En ce qui concerne les contaminants, les concentrations observées sont faibles, quelle que soit l'espèce ou l'origine (élevage/sauvage) :
- teneurs en PCB de 0,014 à 0,039 mg/kg
. Norme québécoise : < 2 mg/kg
. Norme européenne : somme des dioxines, furannes et PCB type dioxines < 8.10-3 mg/kg
- teneurs en dioxines de 0,15.10-3 à 0,48.10-3 mg/kg
. Norme québécoise : <15.10-3 mg/kg
. Norme européenne : somme des dioxines, furannes < 4.10-3 mg OMS-PCDD-F-TEQ / kg de poids frais
- teneurs en mercure de 0,056 à 0,090 mg/kg
. Normes québécoise et européenne : <0,5 mg/kg
- Aucune trace de pesticides (180 molécules testées)
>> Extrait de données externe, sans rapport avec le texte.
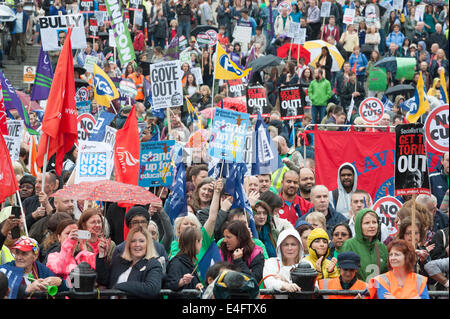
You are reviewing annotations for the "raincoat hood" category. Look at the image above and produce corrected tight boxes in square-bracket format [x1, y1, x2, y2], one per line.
[337, 162, 358, 193]
[306, 228, 330, 263]
[354, 208, 381, 245]
[277, 228, 303, 261]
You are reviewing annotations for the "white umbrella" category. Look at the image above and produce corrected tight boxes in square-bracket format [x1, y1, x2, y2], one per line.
[0, 4, 16, 22]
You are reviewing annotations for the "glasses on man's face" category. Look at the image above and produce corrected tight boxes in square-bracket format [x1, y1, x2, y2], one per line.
[130, 220, 148, 226]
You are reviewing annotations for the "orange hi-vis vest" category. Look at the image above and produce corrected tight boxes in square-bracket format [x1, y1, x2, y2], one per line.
[319, 277, 367, 299]
[369, 271, 428, 299]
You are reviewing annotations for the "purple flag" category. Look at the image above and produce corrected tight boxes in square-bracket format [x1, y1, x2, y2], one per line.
[165, 35, 180, 60]
[0, 70, 39, 134]
[31, 45, 53, 101]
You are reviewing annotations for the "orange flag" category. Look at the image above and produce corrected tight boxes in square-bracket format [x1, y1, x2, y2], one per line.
[36, 28, 78, 175]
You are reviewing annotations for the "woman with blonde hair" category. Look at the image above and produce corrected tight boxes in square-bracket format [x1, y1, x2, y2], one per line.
[96, 227, 162, 298]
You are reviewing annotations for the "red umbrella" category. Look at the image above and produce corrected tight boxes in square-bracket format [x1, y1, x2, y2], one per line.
[217, 97, 247, 113]
[277, 42, 311, 65]
[16, 90, 42, 111]
[51, 180, 161, 205]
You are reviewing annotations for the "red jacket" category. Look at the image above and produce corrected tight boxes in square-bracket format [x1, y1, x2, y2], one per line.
[278, 194, 314, 226]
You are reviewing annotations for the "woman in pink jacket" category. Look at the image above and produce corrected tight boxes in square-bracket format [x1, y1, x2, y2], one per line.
[47, 219, 95, 286]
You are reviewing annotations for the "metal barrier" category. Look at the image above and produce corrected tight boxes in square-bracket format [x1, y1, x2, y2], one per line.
[27, 288, 449, 299]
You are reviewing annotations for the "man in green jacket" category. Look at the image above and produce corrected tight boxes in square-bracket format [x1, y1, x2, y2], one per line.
[308, 69, 333, 124]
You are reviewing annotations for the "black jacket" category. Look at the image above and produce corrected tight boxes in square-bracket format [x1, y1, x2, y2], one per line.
[163, 254, 201, 291]
[96, 255, 163, 298]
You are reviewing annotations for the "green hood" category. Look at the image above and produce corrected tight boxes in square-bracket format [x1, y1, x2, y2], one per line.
[341, 208, 388, 281]
[354, 208, 381, 247]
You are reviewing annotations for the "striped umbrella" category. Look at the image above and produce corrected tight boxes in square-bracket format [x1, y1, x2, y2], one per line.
[51, 180, 161, 205]
[303, 40, 344, 72]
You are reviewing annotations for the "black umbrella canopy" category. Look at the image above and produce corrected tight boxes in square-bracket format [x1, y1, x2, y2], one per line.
[247, 54, 283, 72]
[191, 25, 219, 37]
[373, 56, 397, 73]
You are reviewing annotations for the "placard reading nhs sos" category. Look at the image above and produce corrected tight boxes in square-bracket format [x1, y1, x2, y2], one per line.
[75, 141, 113, 184]
[138, 140, 175, 187]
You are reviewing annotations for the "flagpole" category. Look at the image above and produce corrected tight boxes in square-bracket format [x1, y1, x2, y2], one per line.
[41, 136, 50, 207]
[16, 190, 28, 237]
[211, 41, 219, 107]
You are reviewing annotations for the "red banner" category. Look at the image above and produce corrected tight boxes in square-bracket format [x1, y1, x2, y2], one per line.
[308, 130, 441, 202]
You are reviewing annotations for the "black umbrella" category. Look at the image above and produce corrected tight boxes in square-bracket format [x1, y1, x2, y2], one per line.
[384, 84, 416, 95]
[247, 54, 283, 72]
[373, 56, 397, 74]
[191, 25, 219, 37]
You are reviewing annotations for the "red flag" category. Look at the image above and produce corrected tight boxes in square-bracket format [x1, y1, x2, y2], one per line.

- 2 échantillons avec des teneurs en plomb décelables
. Norme européenne : < 0,2 mg/kg
- traces de cadmium dans quelques échantillons : 0,02 à 0,04 mg/kg
. Norme européenne : <0,05 mg/kg
Les résultats obtenus sont cohérents avec ceux trouvés dans d'autres études.es pourcentages de la valeur toxicologique de référence canadienne (VTR) en fonction de la fréquence de consommation des poissons ont ensuite été étudiés pour les PCB, les dioxines, les furannes et le mercure. Même lorsque 7 repas par semaine avec 180 g de truite arc-en-ciel ou de saumon sont consommés, les VTR ne sont jamais atteintes (maximum de 40 % de la VTR pour les PCB). Alors que la consommation d'une portion de 180 g de truite ou de saumon fournit l'apport quotidien en EPA et DHA recommandé au Canada (500 à 1 000 mg/j suivant les personnes).
Les auteurs concluent donc que les résultats obtenus permettent d'encourager la consommation de salmonidés d'élevage auprès des québécois.
N.B. La commission européenne recommande la réduction des limites autorisées pour la somme des dioxines, des furannes et des PCB de type dioxines à 3 pg/g (3.10-3 mg/kg).